In implementing, knowledge base can be pre-set, the knowledge base is the characteristic set of all-network daily record In feature according to setting ordering rule formed characteristic sequence.It is determined that the first numerical value and second value When, first the feature in the characteristic set of the network log is also formed into first according to the ordering rule of setting special Sequence is levied, and by the feature in the characteristic set of first data set also according to the ordering rule shape of setting Into second feature sequence;Again by the fisrt feature sequence and the second feature sequence respectively with it is set Knowledge base is compared, to form the first flag sequence and the second flag sequence, wherein, the first flag sequence It is identical with the length of set knowledge base with the length of the second flag sequence, and first flag sequence The bit sequence for only including 0 and 1 is with second flag sequence, wherein, first flag sequence Middle bit value be 1 bit it is corresponding be characterized as the feature that the network log is included, bit value is 0 Bit is corresponding be characterized as in the network log without feature;Bit value in second flag sequence For the 1 corresponding feature for being characterized as being included in the characteristic set of first data set of bit, bit value For 0 bit it is corresponding be characterized as in the characteristic set of first data set without feature.

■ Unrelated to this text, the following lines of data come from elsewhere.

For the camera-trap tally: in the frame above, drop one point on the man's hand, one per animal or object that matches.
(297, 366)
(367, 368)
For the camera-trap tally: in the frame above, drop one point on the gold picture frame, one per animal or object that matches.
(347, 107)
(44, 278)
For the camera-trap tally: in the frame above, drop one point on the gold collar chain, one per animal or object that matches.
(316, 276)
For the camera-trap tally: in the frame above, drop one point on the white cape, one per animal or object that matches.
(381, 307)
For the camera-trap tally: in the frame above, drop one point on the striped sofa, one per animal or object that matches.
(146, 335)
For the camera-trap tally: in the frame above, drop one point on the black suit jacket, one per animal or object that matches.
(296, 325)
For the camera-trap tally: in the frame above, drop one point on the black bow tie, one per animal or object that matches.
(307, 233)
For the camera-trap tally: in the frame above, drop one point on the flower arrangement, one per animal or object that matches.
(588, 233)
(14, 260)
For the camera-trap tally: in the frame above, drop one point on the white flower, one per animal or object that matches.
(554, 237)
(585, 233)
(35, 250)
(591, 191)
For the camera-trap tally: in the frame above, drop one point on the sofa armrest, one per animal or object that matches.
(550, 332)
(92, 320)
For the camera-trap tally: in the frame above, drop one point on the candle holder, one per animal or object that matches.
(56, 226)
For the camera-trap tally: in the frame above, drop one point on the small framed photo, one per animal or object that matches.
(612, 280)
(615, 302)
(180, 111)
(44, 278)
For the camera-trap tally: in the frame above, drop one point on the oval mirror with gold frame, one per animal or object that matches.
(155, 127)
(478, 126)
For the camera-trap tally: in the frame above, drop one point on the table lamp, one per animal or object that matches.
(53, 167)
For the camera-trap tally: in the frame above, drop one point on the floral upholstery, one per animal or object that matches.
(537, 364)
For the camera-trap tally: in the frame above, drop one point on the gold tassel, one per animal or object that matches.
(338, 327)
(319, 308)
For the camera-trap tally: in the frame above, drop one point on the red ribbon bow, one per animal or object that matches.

Illustrate, it is assumed that by the characteristic set of network log according to the ordering rule of setting formed it is first special Levying sequence is:srcip,dstip,srcport,dspport,natsrcip,natdspip,username,describe;
The second feature sequence that the characteristic set of first data set is formed according to the ordering rule that sets as: srcip,dstip,srcport,dspport,username,appname,domain;
Set knowledge base is:srcip,dstip,srcport,dspport, natsrcip,natdspip,username,describe,appname,domain,netid,localinfo;
Then:The fisrt feature sequence is compared the first flag sequence to be formed with set knowledge base For:1,1,1,1,1,1,1,1,0,0,0,0;The second feature sequence compares to be formed with set knowledge base The second flag sequence be:1,1,1,1,0,0,1,0,1,1,0,0.Calculate above-mentioned first flag sequence and the second mark The bit number that same position is 1 in sequence is 5 (i.e. the first numerical value);Calculate above-mentioned first flag sequence and As long as it is 10 (i.e. second values) that same position has the bit number that is 1 in the second flag sequence.Calculate The characteristic set of the network log is 5/10=0.5 with the similarity of the characteristic set of first data set.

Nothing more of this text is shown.